The State Had at Least $52,000 of Her Money. Why Couldn’t She Get It Back?

Early in 2022, Sarah F. Cox got wind that someone named Connie was looking for her. The stranger wanted to reunite Ms. Cox with some lost money under her name that the State of New York was holding.

It sounded like a scam, so she didn’t bother following up immediately. But months later, Ms. Cox called Connie back when she was visiting the United States while moving from China to Singapore, where she lives now. It turned out that Connie was a kind of bounty hunter, helping people and businesses navigate states’ unclaimed property databases.

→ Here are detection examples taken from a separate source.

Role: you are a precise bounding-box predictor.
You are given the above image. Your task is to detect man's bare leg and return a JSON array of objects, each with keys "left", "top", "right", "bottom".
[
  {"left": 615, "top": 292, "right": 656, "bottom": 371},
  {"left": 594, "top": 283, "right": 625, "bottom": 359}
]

If she found your name, she would try to track you down and help you get back money that you may not have even realized was missing. For a cut, of course.

Ms. Cox decided to find the information on her own, and sure enough, the online unclaimed property database that New York maintains had her name. And then it hit her — she had forgotten all about an old investment account.

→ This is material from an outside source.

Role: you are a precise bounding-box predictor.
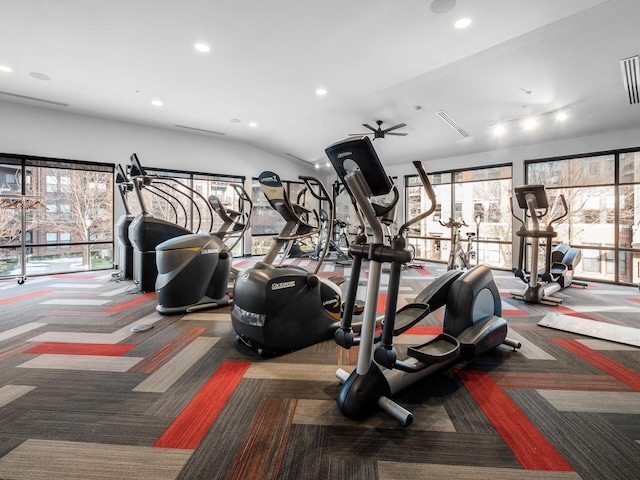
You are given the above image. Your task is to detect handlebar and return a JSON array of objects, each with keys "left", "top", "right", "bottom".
[{"left": 438, "top": 217, "right": 469, "bottom": 228}]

The money in question originally came from a wealthy family friend who had tried to bolster Ms. Cox, who is 41, with an early selection of investments. She doesn’t remember the size of the original deposit or the date, but it was years before she turned 18. And by the time she became a young adult — which overlapped with the 2008 market meltdown — she wasn’t paying much attention to the size of the balance.

Why not? Well, because people like me and other elders told her to pay the markets almost no mind. “My father wasn’t too specific other than ‘It’s for the long term’ and ‘Don’t meddle,’” she said.